Third, a related perception in Tajikistan is that it was the West that provoked Russia by gradually expanding its sphere of influence to Eastern Europe, which Russia sees as its backyard. Ukraine is a victim of imperial-style politics on both the part of the West and Russia, as it found itself in between these two superpowers.
As a woman in her fifties, a journalist, put it to me: “This war is not between Russia and Ukraine, but between Russia and the West. Ukraine is just a victim. Russia used to warn the West multiple times: do not come closer, there is no need to enlarge the EU and NATO. But they kept expanding their influence to one country after another, and in the end Russia lost patience.”

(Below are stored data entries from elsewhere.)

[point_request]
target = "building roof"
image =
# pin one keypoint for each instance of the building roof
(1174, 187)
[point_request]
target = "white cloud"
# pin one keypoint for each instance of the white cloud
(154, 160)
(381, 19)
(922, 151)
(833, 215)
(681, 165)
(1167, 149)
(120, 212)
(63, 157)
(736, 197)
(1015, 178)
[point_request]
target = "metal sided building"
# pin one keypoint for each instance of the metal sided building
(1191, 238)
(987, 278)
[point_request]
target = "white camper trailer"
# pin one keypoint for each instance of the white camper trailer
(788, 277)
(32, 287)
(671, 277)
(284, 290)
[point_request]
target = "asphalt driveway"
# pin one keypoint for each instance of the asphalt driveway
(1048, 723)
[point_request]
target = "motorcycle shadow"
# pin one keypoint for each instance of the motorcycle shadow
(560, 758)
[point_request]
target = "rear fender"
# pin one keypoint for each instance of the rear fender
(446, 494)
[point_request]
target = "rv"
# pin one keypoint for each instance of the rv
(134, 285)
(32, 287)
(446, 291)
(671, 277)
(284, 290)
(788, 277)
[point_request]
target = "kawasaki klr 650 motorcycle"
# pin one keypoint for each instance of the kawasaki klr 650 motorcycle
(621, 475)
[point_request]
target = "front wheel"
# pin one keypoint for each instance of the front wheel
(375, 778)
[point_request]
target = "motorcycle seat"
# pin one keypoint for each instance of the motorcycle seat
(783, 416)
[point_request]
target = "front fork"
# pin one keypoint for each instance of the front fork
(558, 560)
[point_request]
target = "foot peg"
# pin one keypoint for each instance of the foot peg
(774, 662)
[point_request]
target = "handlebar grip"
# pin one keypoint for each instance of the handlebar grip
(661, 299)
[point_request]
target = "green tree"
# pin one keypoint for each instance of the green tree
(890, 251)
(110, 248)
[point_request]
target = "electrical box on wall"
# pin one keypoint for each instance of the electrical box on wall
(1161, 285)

Regardless of the diversity of people’s opinions about the war, however, there is a general understanding on the ground that sanctions against Russia will have a massive economic impact on Tajikistan.
Within the first weeks after Russia’s invasion, the prices of basic food items in the country rose by between 10 and 20%. With the collapse of the Russian ruble within 10 days of the start of the war, remittances sent from Russia by Tajik labour migrants depreciated by 35%, and the World Bank foresees an overall decline in remittances by 22% in 2022. Migrants are already losing jobs in Russia and salaries are decreasing, but many do not want to return to Tajikistan knowing that no jobs are waiting for them at home.
As a civil society activist from Khujand put it: “We have nothing to do with this war, but it will have an influence on us. There is a Tajik saying that if your neighbour’s house is on fire, the flames will engulf your place too.”